Something like, example.com/files?filename=malicious.php
"There will be no opportunity for the user to "run" the file"
As long as you are 100% sure that that will hold true, it is secure. However, make sure the file will not be able to be executed by the webserver. For example, if the user uploads a .php file, make sure the server does not execute it.
Computers don't run programs magically by themselves, so basically you just need to ensure that the user has no ability to trick your server into running the file. This means making sure the proper handlers are disabled if the files are under the web root, or passing them through a proxy script if they are not (basically echo file_get_contents('/path/to/upload') with some other logic)
Another option would be to store the file like name.upload but this would require keeping a list of original names that map to the storage names.
I've got a site that accepts user-uploaded files (images, pdfs, word docs, etc.) then allows other users to download them.
I realize this presents a security risk, since malicious users could upload scripts etc. that masquerade as useful files.
My question is this-- is it enough to check the mime type of the file being uploaded using PHP (mime_content_type or finfo) and set the file to read only (non-executable), or must I also store the uploaded files in a directory that is outside the web root?
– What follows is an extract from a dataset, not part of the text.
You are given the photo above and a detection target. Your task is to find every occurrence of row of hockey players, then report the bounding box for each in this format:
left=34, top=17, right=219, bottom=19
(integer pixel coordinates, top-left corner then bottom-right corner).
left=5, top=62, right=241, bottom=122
I would think this would eliminate most of the risk from the uploaded file, but I'm not sure. Performing a virus scan on uploaded files is not possible in this situation.
Thanks for input.
A common practice is to upload files outside the document root, and typically using randomized filenames which are then mapped to the correct item/object/post in the database. If additional permissions are needed to access the files, make sure you check them before allowing downloads, and of course you'll have only authenticated users uploading.
Fileinfo finfo_ is useful for validating most mimetypes, at least to verify that something called ".txt" is actually a text file and not a binary blob, or that a ".jpg" really appears to be a jpeg based on its first few or last few bytes. It may require some extra work sorting out MS Office mimetypes, as if I recall correctly, they all come out as application-msword. But you can then use the file extension to figure out what it is really supposed to be (xls, ppt, doc, etc).
A PHP script then supplies the downloaded file, rather than the web server directly serving it. For that reason, you should store the mime type along with it, so that you can serve the appropriate headers.
header("Content-type: application-whatever");
header("Content-length: size-of-the-file-in-bytes");
I can recommend you use every tool at your disposal to test for the file type. But know that there are other ways a hacker can implant a dangerous file.
Your best bet is to have the files be uploaded to a different server. One that can only host files.
I would check the mime type of the file but I wouldn't rely on this. Even if the file is a full blown .gif and contains a comment in its id3 tag which is a php, it can be executed with a local file include. A safer approach would be store files in the database using a long blob datatype. However this kind of overhead is crap.
The best solution from the perspective of security, scalability and perforce would be to use a no-sql database like CouchDB.
A few things to keep in mind, don't trust $_FILES[]. $_FILES['type'] could be anything the attacker wants so there is no point in checking it from a security perspective. And $_FILES['name'] could have nasty input like ../../../. Its best to rename files to the primary key and then store information about that file in a relational database (like mysql).